Black people are disproportionately likely to be stopped in almost every police district in the nation’s capital, according to a new report from the ACLU of D.C.
The report, which examined more than 62,600 stops that were made by D.C. police between July and December of 2019, states black people who were stopped were more than six times as likely to undergo a pat-down or search of their person when compared to white people who were stopped.
“The data reveal concerning trends,” the report said, adding that “more research is needed to determine if the disparities identified in this report arise from racial bias.”
According to the report, African Americans composed 72% of the people stopped during that period of time last year, even though they make up 46.5% of the D.C. population. White people made up only 14.1% of the stops, despite composing 37.1% of the District’s population.
When looking at people under the age of 18 who were stopped by police, 88.6% were black.

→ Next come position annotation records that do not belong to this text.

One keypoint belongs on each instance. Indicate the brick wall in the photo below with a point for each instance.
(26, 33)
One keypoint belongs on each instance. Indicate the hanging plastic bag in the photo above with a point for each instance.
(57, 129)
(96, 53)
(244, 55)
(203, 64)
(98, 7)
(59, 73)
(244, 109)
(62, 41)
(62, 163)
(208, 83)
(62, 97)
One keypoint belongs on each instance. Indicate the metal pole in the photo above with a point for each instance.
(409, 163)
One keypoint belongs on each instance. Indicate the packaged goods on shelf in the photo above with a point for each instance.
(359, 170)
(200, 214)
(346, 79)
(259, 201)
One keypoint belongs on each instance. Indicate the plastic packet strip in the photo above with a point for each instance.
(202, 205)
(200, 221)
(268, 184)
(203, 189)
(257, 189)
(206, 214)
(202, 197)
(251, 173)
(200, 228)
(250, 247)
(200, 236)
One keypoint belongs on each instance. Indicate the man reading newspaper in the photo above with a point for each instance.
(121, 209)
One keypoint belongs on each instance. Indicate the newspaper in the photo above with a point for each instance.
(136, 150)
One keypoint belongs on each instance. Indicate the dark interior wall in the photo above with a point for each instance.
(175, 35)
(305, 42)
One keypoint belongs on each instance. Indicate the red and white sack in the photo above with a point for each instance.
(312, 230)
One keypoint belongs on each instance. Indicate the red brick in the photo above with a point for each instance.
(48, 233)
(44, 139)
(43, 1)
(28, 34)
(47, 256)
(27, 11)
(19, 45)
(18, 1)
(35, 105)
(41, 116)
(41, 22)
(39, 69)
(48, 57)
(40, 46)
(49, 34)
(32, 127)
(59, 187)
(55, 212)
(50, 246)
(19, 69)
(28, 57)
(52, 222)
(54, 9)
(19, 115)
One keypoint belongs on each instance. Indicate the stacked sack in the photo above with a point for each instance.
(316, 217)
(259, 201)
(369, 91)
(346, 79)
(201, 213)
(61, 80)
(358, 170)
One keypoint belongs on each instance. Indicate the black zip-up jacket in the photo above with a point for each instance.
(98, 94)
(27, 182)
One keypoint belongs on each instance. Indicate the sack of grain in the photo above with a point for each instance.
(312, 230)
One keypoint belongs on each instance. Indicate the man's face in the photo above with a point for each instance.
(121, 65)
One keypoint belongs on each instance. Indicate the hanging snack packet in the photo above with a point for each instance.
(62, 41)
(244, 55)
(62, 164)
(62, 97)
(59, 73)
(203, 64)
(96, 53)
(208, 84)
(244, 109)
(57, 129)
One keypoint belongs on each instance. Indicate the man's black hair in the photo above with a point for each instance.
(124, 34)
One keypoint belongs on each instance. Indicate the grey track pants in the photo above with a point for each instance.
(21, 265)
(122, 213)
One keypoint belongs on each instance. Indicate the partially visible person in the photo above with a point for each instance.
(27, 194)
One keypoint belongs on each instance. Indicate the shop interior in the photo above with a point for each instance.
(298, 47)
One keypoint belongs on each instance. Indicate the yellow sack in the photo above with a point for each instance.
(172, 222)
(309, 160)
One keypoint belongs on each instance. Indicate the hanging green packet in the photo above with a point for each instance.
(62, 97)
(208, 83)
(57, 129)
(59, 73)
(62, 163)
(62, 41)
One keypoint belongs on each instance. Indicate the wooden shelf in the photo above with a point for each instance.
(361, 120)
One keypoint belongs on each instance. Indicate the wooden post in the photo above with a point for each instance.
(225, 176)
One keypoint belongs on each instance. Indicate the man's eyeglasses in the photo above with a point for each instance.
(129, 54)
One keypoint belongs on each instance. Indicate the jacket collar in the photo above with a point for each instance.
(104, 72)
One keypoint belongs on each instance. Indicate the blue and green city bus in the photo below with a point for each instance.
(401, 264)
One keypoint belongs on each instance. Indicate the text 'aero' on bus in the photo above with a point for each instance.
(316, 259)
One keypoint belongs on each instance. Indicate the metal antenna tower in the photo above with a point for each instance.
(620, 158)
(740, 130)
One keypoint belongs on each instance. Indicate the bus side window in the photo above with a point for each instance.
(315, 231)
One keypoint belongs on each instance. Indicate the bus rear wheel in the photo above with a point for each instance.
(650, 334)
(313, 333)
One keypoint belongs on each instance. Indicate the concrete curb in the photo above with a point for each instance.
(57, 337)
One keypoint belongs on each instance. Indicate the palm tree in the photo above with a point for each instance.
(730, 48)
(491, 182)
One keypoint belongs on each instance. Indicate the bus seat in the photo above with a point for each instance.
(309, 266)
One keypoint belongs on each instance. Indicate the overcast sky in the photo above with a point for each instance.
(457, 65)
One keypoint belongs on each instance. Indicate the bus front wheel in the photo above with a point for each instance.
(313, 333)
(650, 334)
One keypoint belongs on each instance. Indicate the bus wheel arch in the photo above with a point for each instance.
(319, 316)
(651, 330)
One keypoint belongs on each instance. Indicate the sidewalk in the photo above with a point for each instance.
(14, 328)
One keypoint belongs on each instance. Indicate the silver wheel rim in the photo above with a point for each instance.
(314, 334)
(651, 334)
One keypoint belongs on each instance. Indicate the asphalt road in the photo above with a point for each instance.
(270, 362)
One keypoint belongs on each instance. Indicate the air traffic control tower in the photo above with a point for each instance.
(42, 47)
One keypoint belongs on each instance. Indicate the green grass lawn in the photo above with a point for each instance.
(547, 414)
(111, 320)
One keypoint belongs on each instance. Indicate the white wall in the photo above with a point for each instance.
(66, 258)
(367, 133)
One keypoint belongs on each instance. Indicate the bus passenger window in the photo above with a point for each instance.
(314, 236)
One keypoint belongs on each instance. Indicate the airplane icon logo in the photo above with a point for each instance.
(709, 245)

D.C. police are required to keep extensive records on every stop its officers make due to a law passed by the D.C. Council called the “Neighborhood Engagement Achieves Results Act.”

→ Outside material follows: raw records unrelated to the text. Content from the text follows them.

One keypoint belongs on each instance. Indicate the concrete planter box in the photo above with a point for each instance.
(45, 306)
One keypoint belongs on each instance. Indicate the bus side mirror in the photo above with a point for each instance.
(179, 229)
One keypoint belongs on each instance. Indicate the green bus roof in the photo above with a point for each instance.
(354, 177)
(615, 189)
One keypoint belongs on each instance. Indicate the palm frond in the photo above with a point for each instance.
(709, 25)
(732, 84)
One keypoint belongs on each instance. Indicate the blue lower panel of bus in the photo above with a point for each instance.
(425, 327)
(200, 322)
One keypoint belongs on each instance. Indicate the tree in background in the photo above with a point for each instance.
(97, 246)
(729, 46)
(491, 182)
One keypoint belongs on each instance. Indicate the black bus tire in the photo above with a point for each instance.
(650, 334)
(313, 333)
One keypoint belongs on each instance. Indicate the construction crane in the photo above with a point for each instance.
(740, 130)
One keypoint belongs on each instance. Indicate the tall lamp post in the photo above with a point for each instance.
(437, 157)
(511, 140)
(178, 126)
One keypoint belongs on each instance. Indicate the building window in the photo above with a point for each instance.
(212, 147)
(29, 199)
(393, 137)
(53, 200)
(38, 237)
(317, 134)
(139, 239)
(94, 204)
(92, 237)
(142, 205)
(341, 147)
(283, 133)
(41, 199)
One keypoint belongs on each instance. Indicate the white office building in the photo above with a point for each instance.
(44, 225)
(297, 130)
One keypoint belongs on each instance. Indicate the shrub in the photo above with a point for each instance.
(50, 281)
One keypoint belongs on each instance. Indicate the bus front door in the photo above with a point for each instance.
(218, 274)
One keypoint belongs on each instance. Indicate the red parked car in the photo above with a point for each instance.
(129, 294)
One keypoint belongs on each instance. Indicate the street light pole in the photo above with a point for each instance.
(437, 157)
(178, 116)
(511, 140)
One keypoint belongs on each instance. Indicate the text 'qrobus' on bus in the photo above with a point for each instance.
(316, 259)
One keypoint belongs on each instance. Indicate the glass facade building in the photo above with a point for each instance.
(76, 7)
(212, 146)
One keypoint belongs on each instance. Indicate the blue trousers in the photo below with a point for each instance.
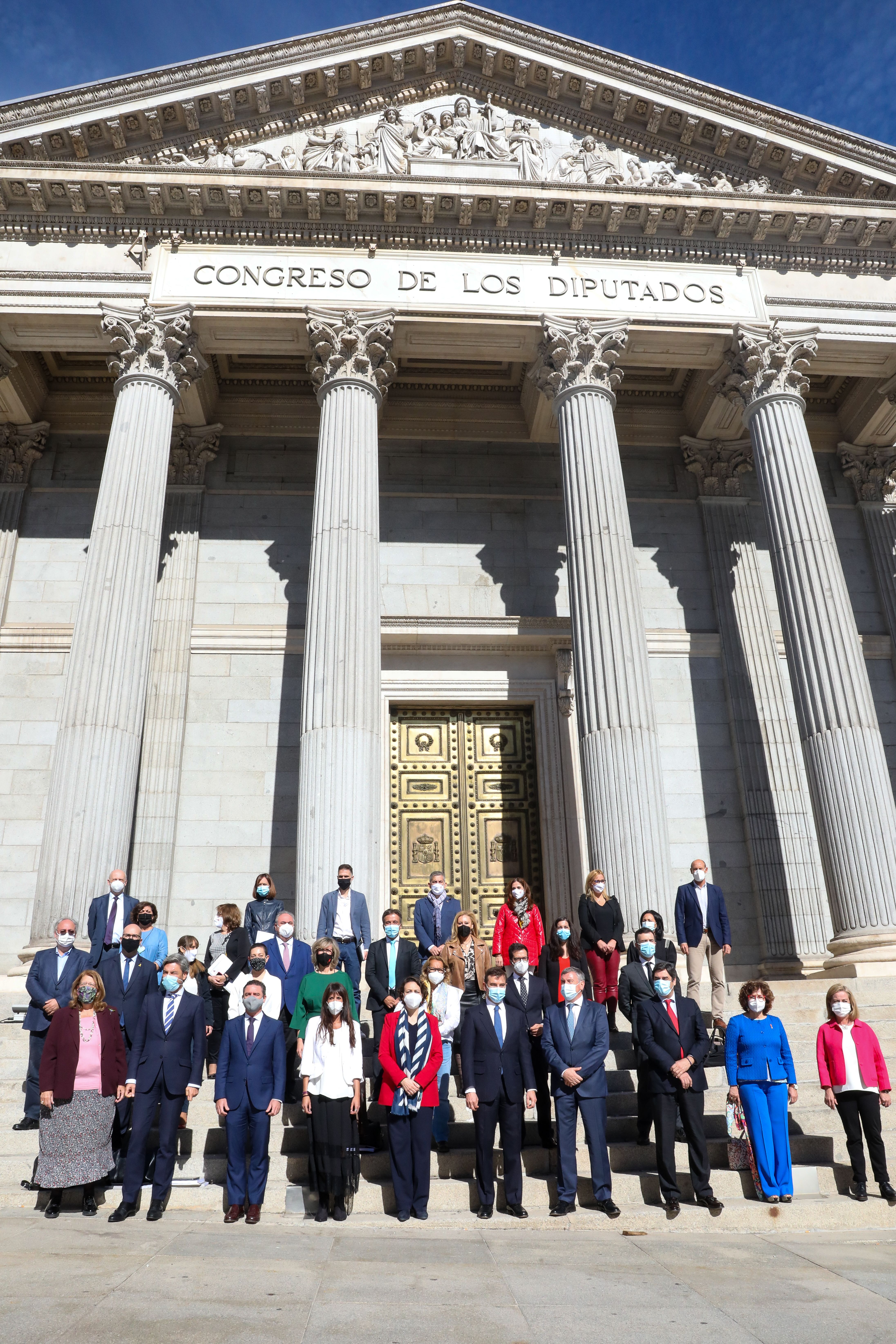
(594, 1117)
(242, 1121)
(766, 1113)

Of stops that resulted in no warning, ticket or arrest, 86.1% were of African Americans.
“In the context of these stops, 91% of the 4,315 people subjected to a search or pat-down of their property or person were black,” the report states. “That almost certainly means that black people composed the vast majority of individuals subjected to stops or searches despite not violating the law.”
According to the report, just 0.8% of stops led to the seizure of a weapon of any kind, despite claims by D.C. police that stops are crucial to removing guns from the streets.
The report claims American policing must be not only reformed but “reimagined,” pointing to the killing of George Floyd in police custody in Minneapolis, Minnesota, last month. The report highlights people who have died in incidents involving police in D.C., including D’Quan Young, Marqueese Alston and Jeffrey Price.